A record number of female candidates are expected to stand in next month’s UK general election.
More than 1,100 women have registered as candidates across political divides, making up 34 per cent of the total number of candidates. This number marks a 5 per cent increase from 29 per cent in 2017.
While more women than ever are standing as political candidates in the UK at this election, 34 per cent remains a long way from gender parity.
Some political parties, most notably Labour, have increased their percentage of female candidates markedly, while others have barely increased their female representation since the last election in 2017.
In a first for a major political party in the UK, more than half of all Labour’s candidates are women. The party is backing a total of 631 candidates in the election, 333 are women, at total of 53 per cent. This is an 11 per cent increase from the last election in 2017, when 42 per cent of Labour candidates were women.

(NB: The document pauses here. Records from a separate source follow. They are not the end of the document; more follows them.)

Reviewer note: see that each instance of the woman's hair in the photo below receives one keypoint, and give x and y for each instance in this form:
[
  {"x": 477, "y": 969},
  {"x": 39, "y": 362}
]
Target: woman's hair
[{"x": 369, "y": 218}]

For the Conservatives, 190 of their 635 candidates are women, making up 30 per cent of their candidates, a very small 1 per cent increase from 2017.
Women make up 31 per cent of the Liberal Democrats’ candidates, while the Brexit Party has the smallest representation of female candidates, 54 of their 275 candidates are women, making up just 20 per cent.
The Greens have 41 per cent female candidates, the second highest number among political parties. The Scottish National Party (SNP) has 34 per cent women candidates.
Frances Scott, the founder and director of 50:50 Parliament, says despite the increase of women candidates, there’s still work to be done.
“The fight for political equality is still on,” she told the Guardian. “Our parliament should draw upon the widest pool of talent, including the 32 million women in the UK – their contributions are just as valuable as men’s.
“Since women could first stand in a general election, over 5,000 MPs have been elected, of which less than 500 have been women.”
The news of record numbers of female candidates in the UK comes just as it has been revealed women have featured in just 18 per cent of election coverage so far. The lack of media coverage for women prior to the election exists despite the leading roles women hold in a number of the UK’s political parties.